In a decision on Friday, the Ontario Superior Court dismissed Cintra Global’s attempt to derail the transaction with the Canada Pension Plan Investment Board (CPPIB) in order to acquire this 10-per-cent interest. % in 407 International – the operator of this Ontario asset.
According to the company, the court found that Cintra, a subsidiary of the Spanish Ferrovial SA, had waived its right of first refusal under an agreement reached in 2002.
A payment of $ 3 billion will be made to the company at the close of the month, scheduled for this month, and the remaining $ 250 million will be paid over the next decade.
In an e-mailed note to clients, Derek Spronck of RBC Capital Markets described the announcement as “positive,” saying it would give investors a clearer picture.
“We believe the confirmation […] is positive in that it will improve the visibility of the company’s debt reduction plan,” the analyst wrote.
SNC-Lavalin, which is currently facing multiple challenges, will use this amount to repay a portion of its debt – which includes a payment of $ 600 million to the Caisse de dépôt et placement du Québec (CDPQ).
The company will retain only a 6.8% interest in this asset that pays steady dividends and has attractive growth potential in the Greater Toronto Area due to increased attendance.
In April, SNC-Lavalin announced the sale of part of its 16.77% interest in the 407 toll highway to the Ontario Municipal Employees Retirement System (OMERS). This had set the stage for a judicial battle between Cintra and OIPRC, which held 43% and 40% respectively of this asset.
SNC-Lavalin canceled the transaction in May, paying OMERS a termination fee of $ 81 million, indicating that the CPPIB was entitled to match the initial offer.

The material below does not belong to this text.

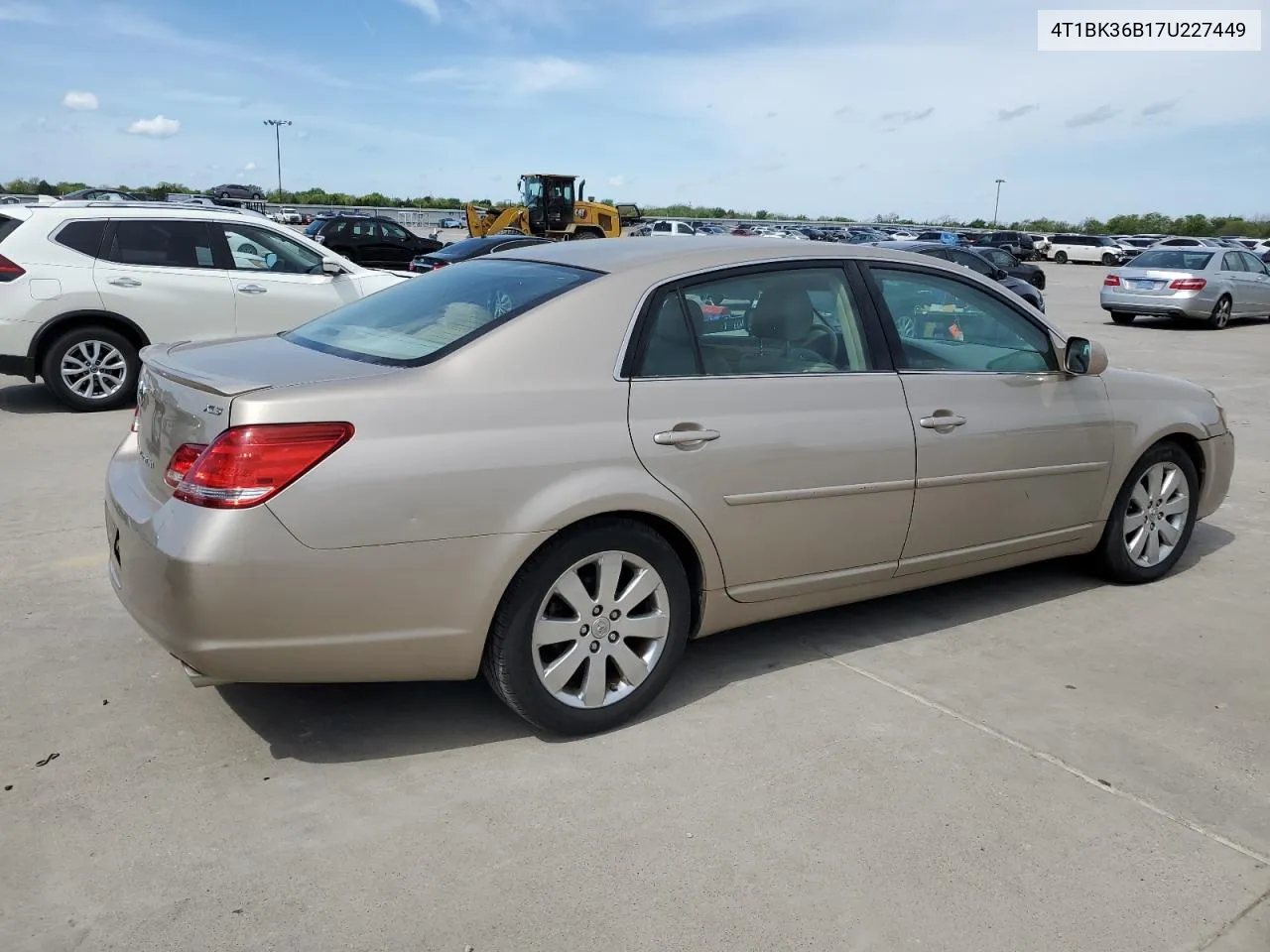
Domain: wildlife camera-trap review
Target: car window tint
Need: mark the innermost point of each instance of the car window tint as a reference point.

On Friday, Judge Glenn Hainey wrote that OMERS acted “solely as a financial investor”, citing the 2002 agreement signed by Cintra in which it waives its right of first refusal involving buyers who do not have competing interests in areas such as construction or road projects. Cintra claimed that OMERS was a competitor and that the institution could not benefit from a derogation from the cartel. OMERS owns a 65% interest in the company that manages the Confederation Bridge.
SNC-Lavalin is currently facing a number of challenges, including criticism from the CDPQ, its largest shareholder with a stake of approximately 20%.
Since the beginning of the year, it has issued three warnings about its financial results, announced its intention to stop bidding on fixed-price contracts and to explore options for its resource sector, which could include through a sale of its oil and gas activities.
Last week, SNC-Lavalin also trimmed its quarterly dividend by 80% and posted a net loss of $ 2.12 billion.